Add Extended System-Level TLA+ Specification for Raft Core Module#381
Qian-Cheng-nju wants to merge 2 commits intoetcd-io:mainfrom
specula-org:pr1-spec

Conversation

@Qian-Cheng-nju
Copy link
Contributor

@Qian-Cheng-nju Qian-Cheng-nju commented Feb 4, 2026

Summary

(We're researchers from NJU/MSR/UIUC/UBC working on writing system specifications in TLA+. We've been using our tool on etcd/raft and wanted to contribute our artifacts back, if the community finds this useful! We're willing to help maintain this spec if accepted.)
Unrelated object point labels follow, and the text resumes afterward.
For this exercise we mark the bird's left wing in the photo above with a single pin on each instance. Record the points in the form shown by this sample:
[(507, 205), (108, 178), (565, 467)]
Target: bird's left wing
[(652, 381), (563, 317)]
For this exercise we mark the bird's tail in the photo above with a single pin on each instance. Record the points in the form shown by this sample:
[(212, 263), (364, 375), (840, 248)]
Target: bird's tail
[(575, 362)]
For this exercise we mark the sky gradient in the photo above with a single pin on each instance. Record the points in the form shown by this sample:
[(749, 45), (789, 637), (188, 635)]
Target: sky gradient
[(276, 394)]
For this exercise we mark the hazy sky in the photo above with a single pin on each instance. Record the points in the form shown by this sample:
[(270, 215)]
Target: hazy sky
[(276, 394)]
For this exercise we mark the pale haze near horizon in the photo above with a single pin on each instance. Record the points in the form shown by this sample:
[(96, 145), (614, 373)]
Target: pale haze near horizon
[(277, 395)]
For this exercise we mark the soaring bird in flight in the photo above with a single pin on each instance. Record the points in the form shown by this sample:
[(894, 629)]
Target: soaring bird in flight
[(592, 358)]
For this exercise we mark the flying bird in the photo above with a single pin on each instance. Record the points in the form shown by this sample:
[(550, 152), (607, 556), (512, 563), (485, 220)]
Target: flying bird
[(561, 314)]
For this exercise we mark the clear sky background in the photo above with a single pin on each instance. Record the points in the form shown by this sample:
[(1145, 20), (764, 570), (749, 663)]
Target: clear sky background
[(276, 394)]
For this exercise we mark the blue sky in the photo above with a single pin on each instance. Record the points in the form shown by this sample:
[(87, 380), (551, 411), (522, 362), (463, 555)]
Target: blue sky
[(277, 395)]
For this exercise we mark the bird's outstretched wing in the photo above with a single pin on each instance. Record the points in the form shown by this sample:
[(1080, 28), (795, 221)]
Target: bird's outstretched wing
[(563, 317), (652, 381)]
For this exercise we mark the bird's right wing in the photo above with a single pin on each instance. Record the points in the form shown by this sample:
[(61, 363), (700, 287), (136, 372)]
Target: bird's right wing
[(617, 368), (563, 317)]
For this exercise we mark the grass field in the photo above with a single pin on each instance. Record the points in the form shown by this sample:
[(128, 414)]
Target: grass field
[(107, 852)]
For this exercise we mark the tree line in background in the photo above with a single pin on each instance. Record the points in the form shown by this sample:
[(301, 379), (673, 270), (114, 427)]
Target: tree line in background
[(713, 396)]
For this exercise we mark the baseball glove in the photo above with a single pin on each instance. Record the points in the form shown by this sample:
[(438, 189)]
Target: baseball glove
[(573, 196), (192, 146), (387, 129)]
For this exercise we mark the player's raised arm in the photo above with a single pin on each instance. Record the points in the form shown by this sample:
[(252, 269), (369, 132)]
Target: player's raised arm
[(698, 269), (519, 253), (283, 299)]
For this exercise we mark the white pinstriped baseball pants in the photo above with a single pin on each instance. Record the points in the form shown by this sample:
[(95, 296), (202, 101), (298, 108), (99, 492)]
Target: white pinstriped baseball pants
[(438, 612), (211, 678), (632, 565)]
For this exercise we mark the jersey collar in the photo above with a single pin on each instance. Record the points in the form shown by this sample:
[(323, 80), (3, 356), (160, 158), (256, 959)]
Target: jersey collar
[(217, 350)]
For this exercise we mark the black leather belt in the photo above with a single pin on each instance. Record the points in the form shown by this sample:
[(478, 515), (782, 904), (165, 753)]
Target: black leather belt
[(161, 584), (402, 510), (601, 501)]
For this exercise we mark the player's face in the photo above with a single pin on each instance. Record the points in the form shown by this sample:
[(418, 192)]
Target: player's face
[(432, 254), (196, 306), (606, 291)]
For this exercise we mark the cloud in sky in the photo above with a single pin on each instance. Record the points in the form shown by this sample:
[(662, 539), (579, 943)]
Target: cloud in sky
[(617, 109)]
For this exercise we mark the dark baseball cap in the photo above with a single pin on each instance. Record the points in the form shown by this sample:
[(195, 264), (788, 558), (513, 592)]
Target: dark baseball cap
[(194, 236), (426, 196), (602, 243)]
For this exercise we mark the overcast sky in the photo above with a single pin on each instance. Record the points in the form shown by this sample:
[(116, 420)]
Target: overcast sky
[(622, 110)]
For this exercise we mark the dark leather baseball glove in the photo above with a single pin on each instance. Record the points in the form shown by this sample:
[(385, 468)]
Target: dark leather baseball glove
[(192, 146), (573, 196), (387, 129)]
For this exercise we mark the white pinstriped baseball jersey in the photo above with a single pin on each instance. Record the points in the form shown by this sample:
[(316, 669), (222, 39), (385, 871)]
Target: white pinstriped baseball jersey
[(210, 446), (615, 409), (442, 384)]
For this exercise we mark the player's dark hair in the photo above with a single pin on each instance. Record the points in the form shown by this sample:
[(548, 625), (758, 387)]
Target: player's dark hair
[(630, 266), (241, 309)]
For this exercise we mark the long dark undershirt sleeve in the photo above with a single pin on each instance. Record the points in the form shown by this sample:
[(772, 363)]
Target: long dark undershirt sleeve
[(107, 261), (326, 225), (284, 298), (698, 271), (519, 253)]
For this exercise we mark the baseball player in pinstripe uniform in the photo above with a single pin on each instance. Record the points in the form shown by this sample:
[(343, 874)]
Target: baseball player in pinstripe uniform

This PR adds a system-level TLA+ spec extending the existing spec in tla/. The two specs are intended to co-exist: the original spec provides a high-level description of the Raft protocol for understanding and verifying core safety properties, while our spec provides a low-level description of implementation details and enables verification of finer-grained system states. The spec models the raft library's core logic as implemented in code, covering leader election, log replication, snapshotting, membership changes, and progress tracking with flow control. We abstract away I/O, e.g., network transport and persistent storage are not modeled. The spec focuses on what the raft module decides, not how it communicates or persists those decisions.

This spec can serve as a more detailed formal document of etcd’s raft core. It is also useful to expose system-level bugs and issues (through model checking), as we show below. We are willing to maintain this spec upon code changes in the raft library's core logic.

New Features

This spec models important system-level details, such as flow control, snapshot state machines, and joint consensus, that are not included in the original spec, but are important to the correctness of the system. Specifically:
For configuration changes, the original spec only models single-node changes. Our spec models the full joint consensus protocol (ConfChangeV2) including pendingConfIndex tracking and auto-leave mechanism, which are necessary to reproduce bugs like #12136 and bd3c759.

In extended spec, the leader maintains a progress state machine for each follower (StateProbe, StateReplicate, StateSnapshot) and uses flow control (inflights, MsgAppFlowPaused) to avoid overwhelming slow followers.
For snapshot, the original spec models the snapshot state machine including pendingSnapshot tracking and the state transitions when snapshots succeed or fail. In the original spec, snapshot is modeled as a stateless message send. There is no StateSnapshot progress state, no pendingSnapshot tracking, and no handling of success or failure.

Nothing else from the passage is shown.